Se cuenta que cuando el presidente Teodoro Roosevelt se disponía a abordar en un puerto africano el barco que le llevaría de vuelta a casa, una gran multitud se congregó para celebrar su visita y despedirle.
Una alfombra roja fue tendida por donde él debía pasar. A bordo le fue dado el camarote más elegante y fue el centro de atención durante todo el viaje. Al mismo tiempo había otro hombre en el mismo barco, quien resultó ser un anciano misionero que había dado su vida a Dios sirviendo en Africa.
Su esposa había fallecido, sus hijos habían marchado y el hombre estaba completamente solo y nadie se apercibía de él. Al llegar el barco a San Francisco, el Presidente fue de nuevo agasajado. Las campanas sonaron y la multitud vitoreaba al tiempo que Roosevelt desembarcaba con pompa y gloria.
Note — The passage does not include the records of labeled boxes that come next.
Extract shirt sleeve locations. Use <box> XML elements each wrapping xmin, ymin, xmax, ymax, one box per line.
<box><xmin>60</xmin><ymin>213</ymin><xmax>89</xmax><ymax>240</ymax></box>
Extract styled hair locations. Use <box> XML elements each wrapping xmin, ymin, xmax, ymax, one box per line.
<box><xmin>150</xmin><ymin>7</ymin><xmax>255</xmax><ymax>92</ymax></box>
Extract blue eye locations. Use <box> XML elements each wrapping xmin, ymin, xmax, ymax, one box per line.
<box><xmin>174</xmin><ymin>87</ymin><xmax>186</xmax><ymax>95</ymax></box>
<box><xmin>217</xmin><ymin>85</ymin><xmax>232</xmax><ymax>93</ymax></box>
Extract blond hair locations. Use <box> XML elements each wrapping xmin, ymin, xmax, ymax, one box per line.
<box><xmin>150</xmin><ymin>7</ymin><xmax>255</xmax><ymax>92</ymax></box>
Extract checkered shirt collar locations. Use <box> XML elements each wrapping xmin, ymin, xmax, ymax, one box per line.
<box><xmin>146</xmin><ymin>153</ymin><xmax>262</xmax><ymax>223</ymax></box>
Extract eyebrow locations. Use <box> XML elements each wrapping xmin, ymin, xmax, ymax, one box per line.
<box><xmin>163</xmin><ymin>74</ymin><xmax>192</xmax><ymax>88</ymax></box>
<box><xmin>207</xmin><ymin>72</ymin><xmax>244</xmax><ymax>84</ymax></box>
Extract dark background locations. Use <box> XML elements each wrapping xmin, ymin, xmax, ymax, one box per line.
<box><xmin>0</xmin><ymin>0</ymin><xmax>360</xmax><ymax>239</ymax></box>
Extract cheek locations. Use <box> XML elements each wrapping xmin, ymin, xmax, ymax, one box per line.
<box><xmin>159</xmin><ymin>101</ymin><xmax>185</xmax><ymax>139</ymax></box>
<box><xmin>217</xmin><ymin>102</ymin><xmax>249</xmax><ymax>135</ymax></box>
Sin embargo, tampoco allí había nadie esperando al misionero. Este fue a su habitación en un pequeño hotel y se arrodilló a los pies de su cama y oró: «No me quejo, Señor, pero no lo entiendo. Di mi vida por ti en Africa y parece que a nadie le importa. No lo puedo entender.» En aquel momento le pareció que el Señor bajaba su mano desde el cielo y la ponía en su hombro, y le decía: «Mi buen siervo fiel, todavía no has llegado a casa.»